I have a machine on my network where cmd windows do not stay open. We
discovered this by realising that the login script is not running. It
is also impossible to run batch files.

We rolled the system back to a restore point and it has run ok for a
couple of days (without reboot) but with the users logging on and off.

This morning the pc crashed and on reboot the problem is back.

This smells alot like a virus but we've scanned the machine and it
comes up clean and the installed virus software was (and is) up to date
anyway so a virus shouldn't have got onto the machine.

We've also run sfc and not found anything untoward.

Any ideas?

Cheers

Mike
 
I have a machine on my network where cmd windows do not stay open. We
discovered this by realising that the login script is not running. It
is also impossible to run batch files.

We rolled the system back to a restore point and it has run ok for a
couple of days (without reboot) but with the users logging on and off.

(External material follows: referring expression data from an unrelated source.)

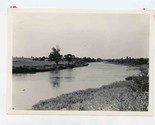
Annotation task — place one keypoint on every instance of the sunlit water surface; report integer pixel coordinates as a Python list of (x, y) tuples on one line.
[(28, 89)]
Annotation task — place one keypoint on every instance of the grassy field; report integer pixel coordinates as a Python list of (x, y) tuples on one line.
[(34, 63), (118, 96)]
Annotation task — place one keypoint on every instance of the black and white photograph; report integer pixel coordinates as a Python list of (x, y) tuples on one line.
[(74, 60)]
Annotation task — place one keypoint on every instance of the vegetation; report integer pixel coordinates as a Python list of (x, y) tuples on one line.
[(141, 82), (129, 61), (70, 58), (118, 96), (55, 55)]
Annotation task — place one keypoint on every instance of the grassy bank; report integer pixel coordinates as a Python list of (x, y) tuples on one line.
[(41, 66), (118, 96)]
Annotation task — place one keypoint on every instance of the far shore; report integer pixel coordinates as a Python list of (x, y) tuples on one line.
[(117, 96), (42, 66)]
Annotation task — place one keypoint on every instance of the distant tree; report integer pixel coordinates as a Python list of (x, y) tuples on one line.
[(42, 58), (69, 58), (55, 55), (99, 59)]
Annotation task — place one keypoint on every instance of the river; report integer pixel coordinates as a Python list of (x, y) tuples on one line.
[(28, 89)]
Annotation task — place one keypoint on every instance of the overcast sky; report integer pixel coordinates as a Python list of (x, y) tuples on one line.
[(82, 34)]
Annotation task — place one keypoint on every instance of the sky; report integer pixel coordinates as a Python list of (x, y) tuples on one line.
[(96, 35)]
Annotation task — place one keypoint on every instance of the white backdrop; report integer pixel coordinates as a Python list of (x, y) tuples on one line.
[(62, 120)]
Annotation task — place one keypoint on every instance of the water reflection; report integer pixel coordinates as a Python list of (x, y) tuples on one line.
[(69, 76), (55, 78), (59, 76)]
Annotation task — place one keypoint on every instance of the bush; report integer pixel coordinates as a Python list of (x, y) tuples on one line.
[(142, 80)]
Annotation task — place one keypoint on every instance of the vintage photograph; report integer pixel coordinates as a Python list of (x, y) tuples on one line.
[(79, 60)]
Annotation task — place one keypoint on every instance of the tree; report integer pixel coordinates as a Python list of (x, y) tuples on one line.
[(42, 58), (55, 55), (69, 58)]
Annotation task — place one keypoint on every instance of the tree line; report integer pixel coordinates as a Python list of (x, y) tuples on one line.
[(56, 56)]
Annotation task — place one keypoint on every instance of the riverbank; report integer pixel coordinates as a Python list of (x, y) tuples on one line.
[(118, 96), (41, 66)]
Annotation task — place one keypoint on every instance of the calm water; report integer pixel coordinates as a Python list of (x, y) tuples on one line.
[(28, 89)]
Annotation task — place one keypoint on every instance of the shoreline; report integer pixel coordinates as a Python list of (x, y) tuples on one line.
[(117, 96), (44, 68)]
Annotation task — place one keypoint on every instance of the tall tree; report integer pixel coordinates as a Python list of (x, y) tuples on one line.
[(55, 55), (69, 58)]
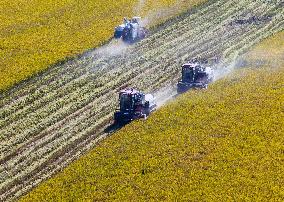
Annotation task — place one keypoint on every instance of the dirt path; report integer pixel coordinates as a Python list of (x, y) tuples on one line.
[(54, 118)]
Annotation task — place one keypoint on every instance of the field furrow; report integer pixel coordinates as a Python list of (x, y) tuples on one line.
[(55, 117)]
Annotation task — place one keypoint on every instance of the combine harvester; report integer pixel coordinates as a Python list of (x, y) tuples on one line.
[(130, 31), (133, 105), (195, 75)]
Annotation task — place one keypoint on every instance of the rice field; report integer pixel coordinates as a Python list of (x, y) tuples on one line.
[(35, 34), (222, 144), (52, 119)]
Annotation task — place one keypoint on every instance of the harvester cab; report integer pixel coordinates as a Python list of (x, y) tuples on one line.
[(194, 75), (133, 105), (131, 30)]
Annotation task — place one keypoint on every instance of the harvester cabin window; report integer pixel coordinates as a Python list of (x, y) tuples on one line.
[(125, 101), (201, 77), (188, 74)]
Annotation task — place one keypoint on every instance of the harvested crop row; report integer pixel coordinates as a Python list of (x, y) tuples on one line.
[(47, 126)]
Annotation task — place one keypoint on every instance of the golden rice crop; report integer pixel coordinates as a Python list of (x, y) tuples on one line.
[(35, 34), (221, 144)]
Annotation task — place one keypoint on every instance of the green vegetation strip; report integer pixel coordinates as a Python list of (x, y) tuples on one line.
[(224, 143)]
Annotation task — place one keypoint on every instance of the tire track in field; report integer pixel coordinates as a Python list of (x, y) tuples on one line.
[(86, 116)]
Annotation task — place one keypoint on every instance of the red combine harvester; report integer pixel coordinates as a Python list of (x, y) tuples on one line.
[(131, 31), (194, 75), (133, 105)]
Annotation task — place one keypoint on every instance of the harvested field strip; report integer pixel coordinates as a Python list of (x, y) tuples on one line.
[(38, 130), (227, 147), (37, 34)]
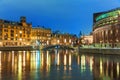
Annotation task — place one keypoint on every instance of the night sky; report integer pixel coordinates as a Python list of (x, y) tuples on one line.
[(70, 16)]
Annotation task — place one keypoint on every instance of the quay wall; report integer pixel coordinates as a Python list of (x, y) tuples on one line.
[(99, 50)]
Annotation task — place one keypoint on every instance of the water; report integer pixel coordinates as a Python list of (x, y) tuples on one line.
[(58, 65)]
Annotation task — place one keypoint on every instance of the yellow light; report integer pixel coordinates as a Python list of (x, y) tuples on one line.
[(65, 59), (91, 63), (78, 60), (101, 66), (58, 41), (47, 58), (69, 59), (20, 32), (16, 35), (83, 67), (118, 69), (58, 62), (65, 40), (20, 39)]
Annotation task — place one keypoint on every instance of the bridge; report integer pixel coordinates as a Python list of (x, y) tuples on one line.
[(51, 47)]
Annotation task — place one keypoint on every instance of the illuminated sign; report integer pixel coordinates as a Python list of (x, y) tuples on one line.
[(110, 14)]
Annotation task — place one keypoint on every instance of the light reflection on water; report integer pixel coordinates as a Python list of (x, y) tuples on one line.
[(57, 65)]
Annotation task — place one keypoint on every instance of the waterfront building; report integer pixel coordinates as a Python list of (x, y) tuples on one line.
[(15, 33), (63, 39), (41, 35), (87, 39), (106, 28)]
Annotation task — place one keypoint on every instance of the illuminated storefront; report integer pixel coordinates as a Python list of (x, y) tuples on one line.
[(15, 33), (106, 28)]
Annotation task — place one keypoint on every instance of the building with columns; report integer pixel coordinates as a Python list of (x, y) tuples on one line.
[(106, 28)]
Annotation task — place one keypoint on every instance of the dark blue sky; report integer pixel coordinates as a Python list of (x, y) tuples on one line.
[(70, 16)]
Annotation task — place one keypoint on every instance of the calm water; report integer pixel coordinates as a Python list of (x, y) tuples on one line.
[(58, 65)]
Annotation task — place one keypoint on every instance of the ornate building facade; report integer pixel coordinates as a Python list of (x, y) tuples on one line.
[(64, 39), (106, 28), (15, 33), (41, 35)]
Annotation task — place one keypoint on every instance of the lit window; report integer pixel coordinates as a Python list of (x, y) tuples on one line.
[(20, 32)]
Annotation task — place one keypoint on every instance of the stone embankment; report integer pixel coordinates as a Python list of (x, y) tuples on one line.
[(18, 48)]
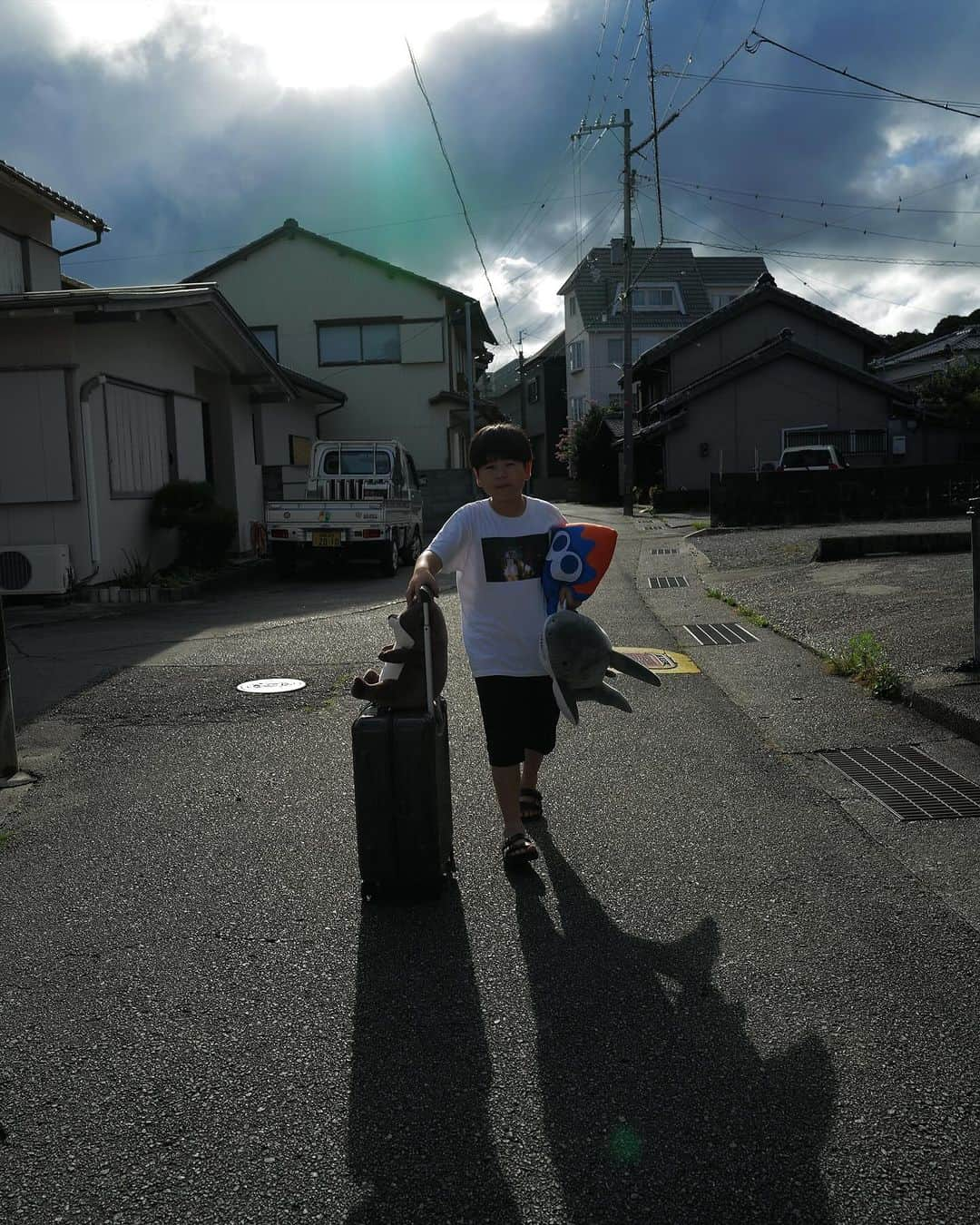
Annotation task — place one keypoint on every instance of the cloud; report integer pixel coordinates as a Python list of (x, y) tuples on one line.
[(189, 143)]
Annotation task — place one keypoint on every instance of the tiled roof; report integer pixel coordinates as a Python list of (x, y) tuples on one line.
[(730, 270), (290, 228), (59, 205), (765, 289), (595, 279), (965, 339), (778, 347)]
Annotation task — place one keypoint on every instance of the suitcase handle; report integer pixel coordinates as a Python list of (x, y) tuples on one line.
[(426, 598)]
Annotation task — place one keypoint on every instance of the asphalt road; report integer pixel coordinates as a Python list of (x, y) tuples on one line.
[(734, 989)]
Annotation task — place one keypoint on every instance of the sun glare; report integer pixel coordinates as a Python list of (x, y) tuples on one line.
[(309, 44)]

This morning the pc crashed and on reboot the problem is back.

This smells alot like a virus but we've scanned the machine and it
comes up clean and the installed virus software was (and is) up to date
anyway so a virus shouldn't have got onto the machine.

We've also run sfc and not found anything untoward.

Any ideas?


See if you can locate a file called "cmd.com". If you do, delete this file.
It is probably residing in the system32 folder.
 
Thanks for the reply, I did actually track this problem down to a
corrupt (don't know how, virus maybe) cmd.exe file. I copied the file
from a good machine and the problem has gone away. I guess your
suggestion was not far away from finding the problem.

Regards

Mike
 
Thanks for the reply, I did actually track this problem down to a
corrupt (don't know how, virus maybe) cmd.exe file. I copied the file
from a good machine and the problem has gone away. I guess your
suggestion was not far away from finding the problem.

Regards

Mike

Are you saying that sfc.exe failed to identify the corrupt
command processor?
 
I haven't actually said this but I agree that it seems odd that sfc
didn't pick this up.
The only explanation I can come up with is that we were rolling the pc
back to previous restore points which was solving the problem until the
next reboot. Maybe we ran sfc while the pc was ok after we'd restored
from a restore point and so we missed the corruption. Seems a bit
unlikely but maybe...
My bigger concern is how cmd.exe was getting overwritten/corrupted
without our antivirus (Authentium) or MS antispyware complaining.